To Anon 6:40: While I cannot call liberal Democrat Evan Bayh a lame duck, it is my understanding that Evan Bayh, retired from the US Senate (ca. 2010), continues to control HIS campaign war chest reputed to consist of millions and millions of dollars. Democrat Evan can bestow any of this largess- mostly from transnational corporatists- to any politician or political cause he desires (within statutes); however, Evan does not stupidly let go of all the bucks. Evan is an attorney (as is his now-wealthy corporate board sitting wife Susan) so Evan may have known the law regarding formation and "ownership" of campaign chests whereas Greg Ballard appears to know nothing about nothing.

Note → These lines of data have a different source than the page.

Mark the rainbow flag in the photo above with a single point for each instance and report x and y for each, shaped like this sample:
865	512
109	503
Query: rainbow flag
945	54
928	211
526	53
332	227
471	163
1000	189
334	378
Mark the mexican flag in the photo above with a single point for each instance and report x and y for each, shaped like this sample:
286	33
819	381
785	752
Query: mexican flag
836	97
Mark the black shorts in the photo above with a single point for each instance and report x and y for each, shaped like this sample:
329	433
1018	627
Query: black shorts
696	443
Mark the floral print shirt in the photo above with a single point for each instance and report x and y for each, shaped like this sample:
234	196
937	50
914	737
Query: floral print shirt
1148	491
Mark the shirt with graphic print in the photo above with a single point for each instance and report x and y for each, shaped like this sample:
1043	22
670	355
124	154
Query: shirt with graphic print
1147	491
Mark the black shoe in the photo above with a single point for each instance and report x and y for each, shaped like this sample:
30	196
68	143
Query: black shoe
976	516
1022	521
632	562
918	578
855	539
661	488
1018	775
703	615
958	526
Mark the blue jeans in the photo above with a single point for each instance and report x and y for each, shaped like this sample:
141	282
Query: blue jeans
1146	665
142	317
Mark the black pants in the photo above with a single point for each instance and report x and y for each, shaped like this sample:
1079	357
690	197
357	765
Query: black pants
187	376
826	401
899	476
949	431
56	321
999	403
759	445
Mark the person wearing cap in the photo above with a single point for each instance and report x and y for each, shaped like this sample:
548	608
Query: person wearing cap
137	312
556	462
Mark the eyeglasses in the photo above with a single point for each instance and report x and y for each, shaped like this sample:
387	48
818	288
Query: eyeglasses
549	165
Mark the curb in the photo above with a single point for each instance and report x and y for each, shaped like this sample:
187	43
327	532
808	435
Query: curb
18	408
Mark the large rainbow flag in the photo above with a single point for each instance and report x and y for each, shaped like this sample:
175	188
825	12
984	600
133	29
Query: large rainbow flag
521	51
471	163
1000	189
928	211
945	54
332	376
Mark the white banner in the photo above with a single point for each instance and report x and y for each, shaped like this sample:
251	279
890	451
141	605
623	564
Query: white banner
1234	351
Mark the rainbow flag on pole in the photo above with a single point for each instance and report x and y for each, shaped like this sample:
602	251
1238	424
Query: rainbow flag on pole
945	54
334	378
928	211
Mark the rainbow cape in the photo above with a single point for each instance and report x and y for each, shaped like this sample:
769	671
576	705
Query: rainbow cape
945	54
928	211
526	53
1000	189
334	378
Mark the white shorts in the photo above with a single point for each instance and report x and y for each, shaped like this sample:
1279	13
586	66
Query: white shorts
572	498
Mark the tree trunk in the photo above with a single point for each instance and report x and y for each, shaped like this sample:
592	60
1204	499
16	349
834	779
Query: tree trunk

All of the above boils down to this: I don't know if Greg Ballard was also dumb enough to allow attorney Bob Grand to own the Ballard political war chest, you may be right on that. But to state that a campaign chest is next to worthless to out of office or so-to-be out of office opportunists like Evan Bayh and Greg Ballard is probably not very accurate.

Pete Boggs said...

Anon 6:30 is woefully uninformed. The Constitution is a document of human rights; which you ignore in favor of a bigoted militancy, which confuses non acceptance & non endorsement with persecution; tactics of retribution, driven by those you hate rather than love.

If you were secure in your selections of self determination; you wouldn't be a pusher of Political Puritanism, a phony charade of forced association & endorsement.

Religious freedom is a first amendment right. Expand your love of knowledge & you'll discover it will displace the hatred you feel for those who exercise their rights, including the right to disagree with you.

Anonymous said...

"I don't know if Greg Ballard was also dumb enough to allow attorney Bob Grand to own the Ballard political war chest, you may be right on that."

Greg Ballard had no war chest until Bob Grand came along, and thus Grand maintained de-facto control over it. In 2007, Greg Ballard was a nobody that Tully blew off as an "also ran" and the same Tully predicted the death of the Marion County GOP in 2007 finishing off resounding local defeats in all countywide offices except Prosecutor in 2006.

Anonymous said...

I just saw the new "Pence Must Go" yard signs being peddled at $10 per sign by the long-time Watson Road area gay couple who are the famous faces of support for the unelected Rick Sutton's "Freedom Indiana" where there is freedom for just about everything except independent thought.